Church in Vestland, Norway

Davik Church (Davik kyrkje) is a parish church of the Church of Norway in Bremanger Municipality in Vestland county, Norway. It is located in the village of Davik. It is the church for the Davik parish which is part of the Nordfjord prosti (deanery) in the Diocese of Bjørgvin. The white, wooden church was built in a long church style in 1886 by the architect Georg Andreas Bull. The church seats about 500 people.

It was consecrated on 6 July 1886 by the Bishop Fredrik Waldemar Hvoslef. The church was built near the site of a previous cruciform church which had become too small for the congregation. There was some controversy as to where the new (present) church was to be built. Many wanted the church to be built on the other side of the Nordfjorden, but the people on the south side protested, and it was finally decided to build the new church near the old church.

==Building==
The church itself is not particularly long, but it is unusually wide. Before the pipe organ was installed in the gallery in 1933, the church could seat 700 people. Davik Church is thus one of the biggest in the county. The chancel and the nave are partitioned only by a low balustrade, and have the same width as the porch. The square chancel has permanent benches along the side walls. The pew seats are painted blue, and otherwise oak-coloured with individual numbers for the various farms and families.
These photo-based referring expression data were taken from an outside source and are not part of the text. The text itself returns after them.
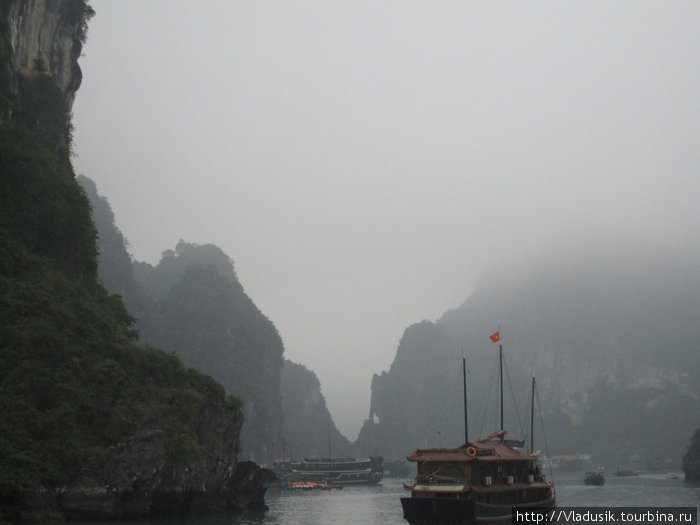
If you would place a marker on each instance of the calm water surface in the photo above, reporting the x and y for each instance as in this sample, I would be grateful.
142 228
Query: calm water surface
380 505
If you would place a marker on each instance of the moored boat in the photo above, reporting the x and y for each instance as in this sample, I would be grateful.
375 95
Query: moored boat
337 471
479 482
626 472
594 478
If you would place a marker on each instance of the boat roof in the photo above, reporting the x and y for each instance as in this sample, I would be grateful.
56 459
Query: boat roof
490 448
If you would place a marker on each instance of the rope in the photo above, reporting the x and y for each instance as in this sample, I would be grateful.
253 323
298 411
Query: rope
544 435
512 396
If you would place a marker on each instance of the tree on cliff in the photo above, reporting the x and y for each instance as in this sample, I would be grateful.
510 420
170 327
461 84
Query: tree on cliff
74 388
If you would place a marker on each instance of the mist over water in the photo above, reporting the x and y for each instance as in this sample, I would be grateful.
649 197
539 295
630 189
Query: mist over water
381 505
364 164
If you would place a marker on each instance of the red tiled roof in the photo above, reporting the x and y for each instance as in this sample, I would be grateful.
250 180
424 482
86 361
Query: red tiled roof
486 449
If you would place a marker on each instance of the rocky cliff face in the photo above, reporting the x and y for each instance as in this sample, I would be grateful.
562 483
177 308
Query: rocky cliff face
91 426
41 43
308 427
609 332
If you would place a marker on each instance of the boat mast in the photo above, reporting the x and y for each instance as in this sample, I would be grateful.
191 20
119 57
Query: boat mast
464 382
532 418
500 360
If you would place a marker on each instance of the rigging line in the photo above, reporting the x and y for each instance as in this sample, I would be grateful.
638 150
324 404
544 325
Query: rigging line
512 396
488 401
544 435
521 422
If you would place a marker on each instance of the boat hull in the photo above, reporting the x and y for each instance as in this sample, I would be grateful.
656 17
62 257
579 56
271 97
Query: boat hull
462 511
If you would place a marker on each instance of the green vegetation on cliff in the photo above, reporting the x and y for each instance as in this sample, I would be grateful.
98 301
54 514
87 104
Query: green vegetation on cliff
72 381
308 427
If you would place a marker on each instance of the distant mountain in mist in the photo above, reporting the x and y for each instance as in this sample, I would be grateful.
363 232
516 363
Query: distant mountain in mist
308 426
193 304
610 330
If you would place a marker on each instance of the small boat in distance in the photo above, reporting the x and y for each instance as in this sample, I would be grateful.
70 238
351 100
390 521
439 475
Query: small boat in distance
626 472
478 482
336 471
594 478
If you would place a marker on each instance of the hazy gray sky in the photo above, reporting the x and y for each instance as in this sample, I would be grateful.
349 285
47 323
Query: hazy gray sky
363 161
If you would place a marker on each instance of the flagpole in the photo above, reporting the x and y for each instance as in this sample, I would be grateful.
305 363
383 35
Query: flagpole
464 382
500 359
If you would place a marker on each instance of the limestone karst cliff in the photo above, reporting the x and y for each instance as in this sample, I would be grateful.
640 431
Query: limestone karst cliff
609 330
42 40
91 425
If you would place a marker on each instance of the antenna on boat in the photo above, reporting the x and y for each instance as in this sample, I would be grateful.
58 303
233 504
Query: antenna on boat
464 382
532 418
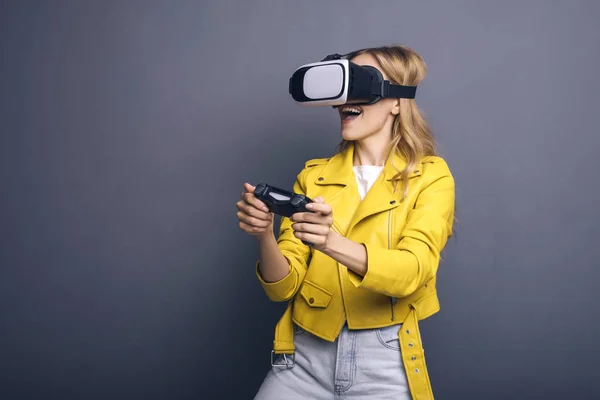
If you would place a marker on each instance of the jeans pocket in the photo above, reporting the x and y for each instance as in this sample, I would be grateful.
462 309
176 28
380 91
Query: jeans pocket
388 336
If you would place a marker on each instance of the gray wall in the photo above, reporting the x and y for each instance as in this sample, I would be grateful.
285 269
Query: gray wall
128 128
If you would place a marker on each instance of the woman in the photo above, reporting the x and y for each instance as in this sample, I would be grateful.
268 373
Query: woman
382 213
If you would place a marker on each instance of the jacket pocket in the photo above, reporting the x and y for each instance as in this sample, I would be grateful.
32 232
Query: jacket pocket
388 336
314 295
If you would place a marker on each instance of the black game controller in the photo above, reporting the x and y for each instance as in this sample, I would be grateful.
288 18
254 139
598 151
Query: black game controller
282 202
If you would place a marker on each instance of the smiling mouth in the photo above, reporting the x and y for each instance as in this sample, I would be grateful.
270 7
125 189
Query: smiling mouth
349 113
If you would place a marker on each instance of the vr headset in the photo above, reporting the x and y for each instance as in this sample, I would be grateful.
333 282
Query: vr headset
336 80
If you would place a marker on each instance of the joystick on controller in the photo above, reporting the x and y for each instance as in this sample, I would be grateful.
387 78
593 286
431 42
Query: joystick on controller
282 202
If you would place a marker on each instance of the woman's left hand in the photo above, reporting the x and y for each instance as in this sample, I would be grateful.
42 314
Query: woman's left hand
314 227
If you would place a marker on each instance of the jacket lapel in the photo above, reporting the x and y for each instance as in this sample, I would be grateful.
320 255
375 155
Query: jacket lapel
349 209
344 198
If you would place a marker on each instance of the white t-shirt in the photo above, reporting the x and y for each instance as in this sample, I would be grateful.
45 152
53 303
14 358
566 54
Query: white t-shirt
366 175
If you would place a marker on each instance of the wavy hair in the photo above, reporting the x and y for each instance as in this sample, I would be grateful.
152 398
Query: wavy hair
412 137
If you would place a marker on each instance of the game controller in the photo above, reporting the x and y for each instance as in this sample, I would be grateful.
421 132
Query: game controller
282 202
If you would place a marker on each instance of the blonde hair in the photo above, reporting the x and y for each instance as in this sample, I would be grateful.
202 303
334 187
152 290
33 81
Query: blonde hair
411 135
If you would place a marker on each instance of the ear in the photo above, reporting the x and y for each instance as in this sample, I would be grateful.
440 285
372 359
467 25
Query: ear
396 108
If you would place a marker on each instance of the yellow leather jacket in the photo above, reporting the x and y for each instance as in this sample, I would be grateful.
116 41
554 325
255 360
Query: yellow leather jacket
403 240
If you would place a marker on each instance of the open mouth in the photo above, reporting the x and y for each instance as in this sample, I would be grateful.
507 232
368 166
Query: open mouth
349 113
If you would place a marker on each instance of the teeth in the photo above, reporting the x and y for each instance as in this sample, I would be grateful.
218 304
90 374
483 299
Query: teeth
350 109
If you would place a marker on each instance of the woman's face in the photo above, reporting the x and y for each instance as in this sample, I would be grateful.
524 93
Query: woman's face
371 120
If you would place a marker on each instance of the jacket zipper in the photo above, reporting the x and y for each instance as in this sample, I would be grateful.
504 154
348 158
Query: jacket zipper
392 299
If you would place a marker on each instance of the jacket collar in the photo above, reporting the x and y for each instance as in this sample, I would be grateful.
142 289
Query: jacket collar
339 168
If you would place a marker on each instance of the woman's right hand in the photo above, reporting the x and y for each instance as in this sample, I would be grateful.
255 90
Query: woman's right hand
255 218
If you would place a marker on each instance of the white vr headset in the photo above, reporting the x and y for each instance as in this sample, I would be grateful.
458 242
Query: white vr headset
336 80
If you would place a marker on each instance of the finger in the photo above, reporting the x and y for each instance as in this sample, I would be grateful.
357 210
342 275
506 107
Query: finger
253 201
313 218
311 238
249 228
311 228
253 211
324 209
249 188
253 221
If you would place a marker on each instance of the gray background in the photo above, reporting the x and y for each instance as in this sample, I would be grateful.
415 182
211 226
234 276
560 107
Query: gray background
127 131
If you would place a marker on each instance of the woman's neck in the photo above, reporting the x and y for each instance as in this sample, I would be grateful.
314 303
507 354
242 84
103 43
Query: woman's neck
372 153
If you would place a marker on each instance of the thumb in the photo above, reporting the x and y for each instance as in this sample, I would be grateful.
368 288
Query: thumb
249 188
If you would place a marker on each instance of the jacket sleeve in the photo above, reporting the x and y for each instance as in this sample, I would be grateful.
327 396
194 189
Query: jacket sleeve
296 253
399 272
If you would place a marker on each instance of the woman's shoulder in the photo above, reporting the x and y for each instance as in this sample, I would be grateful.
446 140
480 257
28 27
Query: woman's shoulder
435 166
316 161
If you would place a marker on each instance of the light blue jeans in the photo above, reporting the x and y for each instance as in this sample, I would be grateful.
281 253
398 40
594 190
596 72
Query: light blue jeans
360 364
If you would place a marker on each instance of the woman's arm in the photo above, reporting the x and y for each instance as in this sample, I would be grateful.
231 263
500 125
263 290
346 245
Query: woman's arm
272 265
400 271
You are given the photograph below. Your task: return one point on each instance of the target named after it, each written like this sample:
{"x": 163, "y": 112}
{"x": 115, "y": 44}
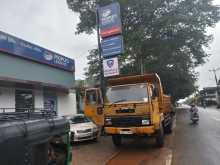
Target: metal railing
{"x": 25, "y": 113}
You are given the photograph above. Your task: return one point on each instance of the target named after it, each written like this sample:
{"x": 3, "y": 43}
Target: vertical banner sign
{"x": 111, "y": 67}
{"x": 110, "y": 20}
{"x": 112, "y": 46}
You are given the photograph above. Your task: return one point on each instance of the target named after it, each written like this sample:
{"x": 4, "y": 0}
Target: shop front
{"x": 32, "y": 77}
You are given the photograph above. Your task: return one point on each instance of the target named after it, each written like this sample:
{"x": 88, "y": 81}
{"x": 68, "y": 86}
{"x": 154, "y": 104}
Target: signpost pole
{"x": 100, "y": 54}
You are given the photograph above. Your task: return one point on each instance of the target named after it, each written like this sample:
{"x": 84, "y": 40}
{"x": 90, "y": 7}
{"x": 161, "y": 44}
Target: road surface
{"x": 197, "y": 144}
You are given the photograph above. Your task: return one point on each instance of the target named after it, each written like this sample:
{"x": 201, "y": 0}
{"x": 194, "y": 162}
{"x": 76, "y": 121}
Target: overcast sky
{"x": 50, "y": 24}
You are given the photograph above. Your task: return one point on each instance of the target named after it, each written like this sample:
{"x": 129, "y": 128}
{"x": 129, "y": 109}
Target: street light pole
{"x": 214, "y": 70}
{"x": 99, "y": 51}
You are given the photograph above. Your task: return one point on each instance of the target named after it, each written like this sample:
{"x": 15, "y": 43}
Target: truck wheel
{"x": 160, "y": 137}
{"x": 169, "y": 128}
{"x": 116, "y": 139}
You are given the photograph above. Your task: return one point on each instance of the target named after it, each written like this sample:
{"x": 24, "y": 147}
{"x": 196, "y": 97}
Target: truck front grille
{"x": 128, "y": 121}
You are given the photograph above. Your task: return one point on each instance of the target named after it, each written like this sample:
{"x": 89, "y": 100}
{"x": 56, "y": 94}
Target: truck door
{"x": 93, "y": 106}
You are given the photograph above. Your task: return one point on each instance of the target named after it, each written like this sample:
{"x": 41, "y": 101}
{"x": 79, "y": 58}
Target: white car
{"x": 82, "y": 128}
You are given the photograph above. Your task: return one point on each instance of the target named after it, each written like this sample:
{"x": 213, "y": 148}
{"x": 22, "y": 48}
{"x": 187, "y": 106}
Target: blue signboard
{"x": 24, "y": 49}
{"x": 112, "y": 46}
{"x": 110, "y": 20}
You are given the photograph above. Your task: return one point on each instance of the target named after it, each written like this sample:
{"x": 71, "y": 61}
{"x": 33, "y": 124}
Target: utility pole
{"x": 99, "y": 51}
{"x": 214, "y": 70}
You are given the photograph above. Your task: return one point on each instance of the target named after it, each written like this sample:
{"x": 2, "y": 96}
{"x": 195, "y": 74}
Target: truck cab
{"x": 136, "y": 106}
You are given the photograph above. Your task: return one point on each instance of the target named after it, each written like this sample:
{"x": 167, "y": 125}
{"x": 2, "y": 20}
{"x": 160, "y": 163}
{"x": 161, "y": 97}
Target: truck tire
{"x": 160, "y": 137}
{"x": 116, "y": 139}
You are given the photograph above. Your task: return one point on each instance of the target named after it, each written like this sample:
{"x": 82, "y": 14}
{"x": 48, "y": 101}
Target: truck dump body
{"x": 25, "y": 136}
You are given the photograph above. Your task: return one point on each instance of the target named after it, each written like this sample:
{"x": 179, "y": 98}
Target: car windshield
{"x": 123, "y": 93}
{"x": 79, "y": 119}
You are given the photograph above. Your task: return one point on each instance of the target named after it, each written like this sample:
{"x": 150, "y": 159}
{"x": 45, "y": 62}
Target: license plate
{"x": 126, "y": 132}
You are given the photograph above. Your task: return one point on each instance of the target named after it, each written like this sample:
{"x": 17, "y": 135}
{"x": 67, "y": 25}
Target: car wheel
{"x": 116, "y": 139}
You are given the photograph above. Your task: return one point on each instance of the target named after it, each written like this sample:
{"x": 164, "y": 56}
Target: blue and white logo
{"x": 110, "y": 63}
{"x": 106, "y": 13}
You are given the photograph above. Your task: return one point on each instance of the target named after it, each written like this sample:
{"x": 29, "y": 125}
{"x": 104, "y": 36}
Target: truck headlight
{"x": 145, "y": 122}
{"x": 108, "y": 121}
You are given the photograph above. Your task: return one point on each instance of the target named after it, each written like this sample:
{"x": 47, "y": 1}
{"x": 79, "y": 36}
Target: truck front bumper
{"x": 144, "y": 130}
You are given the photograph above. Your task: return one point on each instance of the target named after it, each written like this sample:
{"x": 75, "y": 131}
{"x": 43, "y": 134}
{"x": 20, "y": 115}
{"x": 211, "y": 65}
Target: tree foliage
{"x": 167, "y": 36}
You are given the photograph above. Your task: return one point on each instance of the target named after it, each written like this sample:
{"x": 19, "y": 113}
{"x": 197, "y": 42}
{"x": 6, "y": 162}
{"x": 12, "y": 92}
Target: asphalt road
{"x": 197, "y": 144}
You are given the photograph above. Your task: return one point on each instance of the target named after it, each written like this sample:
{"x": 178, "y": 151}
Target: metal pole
{"x": 214, "y": 70}
{"x": 100, "y": 54}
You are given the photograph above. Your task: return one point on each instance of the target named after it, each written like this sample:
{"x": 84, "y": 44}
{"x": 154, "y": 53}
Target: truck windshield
{"x": 123, "y": 93}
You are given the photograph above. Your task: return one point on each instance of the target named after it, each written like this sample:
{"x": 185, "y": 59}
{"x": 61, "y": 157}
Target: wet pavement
{"x": 93, "y": 153}
{"x": 197, "y": 144}
{"x": 140, "y": 151}
{"x": 188, "y": 145}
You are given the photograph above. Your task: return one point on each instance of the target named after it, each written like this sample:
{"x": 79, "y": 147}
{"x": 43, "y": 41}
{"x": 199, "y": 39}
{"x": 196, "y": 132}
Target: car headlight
{"x": 108, "y": 121}
{"x": 95, "y": 129}
{"x": 145, "y": 122}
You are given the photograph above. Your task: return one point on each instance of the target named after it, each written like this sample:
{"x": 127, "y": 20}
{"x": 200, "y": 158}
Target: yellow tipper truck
{"x": 133, "y": 106}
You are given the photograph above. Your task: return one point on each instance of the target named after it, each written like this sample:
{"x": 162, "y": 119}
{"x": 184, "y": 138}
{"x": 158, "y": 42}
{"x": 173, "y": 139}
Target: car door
{"x": 93, "y": 106}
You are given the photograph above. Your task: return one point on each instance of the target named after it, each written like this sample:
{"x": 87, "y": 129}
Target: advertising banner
{"x": 20, "y": 48}
{"x": 112, "y": 46}
{"x": 111, "y": 67}
{"x": 110, "y": 20}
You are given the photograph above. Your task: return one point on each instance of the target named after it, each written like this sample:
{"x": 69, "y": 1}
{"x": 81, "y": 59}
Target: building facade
{"x": 32, "y": 77}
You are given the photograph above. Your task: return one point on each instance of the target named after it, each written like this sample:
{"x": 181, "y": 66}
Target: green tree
{"x": 166, "y": 36}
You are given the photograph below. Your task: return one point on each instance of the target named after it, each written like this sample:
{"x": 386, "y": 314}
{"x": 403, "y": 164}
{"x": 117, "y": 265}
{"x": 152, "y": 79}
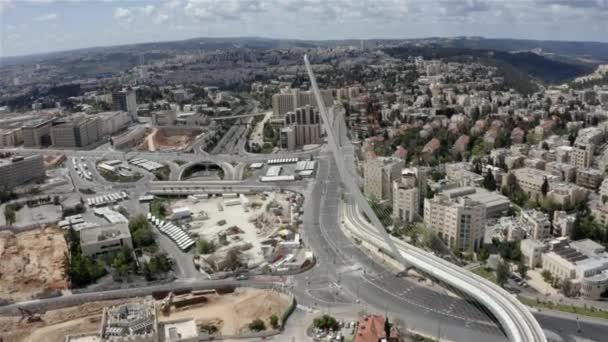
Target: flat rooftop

The slanted ceiling in the nave and chancel are painted white, but towards the side walls of the nave, the ceiling is lowered and flat. The church room has columns supporting the gallery as well as functioning as roof supports to the sides. Along the walls there are five pointed-arch windows on either side, with green and red top sections. The altar rail is oval with a white-painted balustrade, similar to the low chancel partition. The usual vestries are located behind the chancel. On the western wall is the spacious porch with stairways on either side leading up to the gallery. In the corners of the porch there are small rooms with toilet facilities.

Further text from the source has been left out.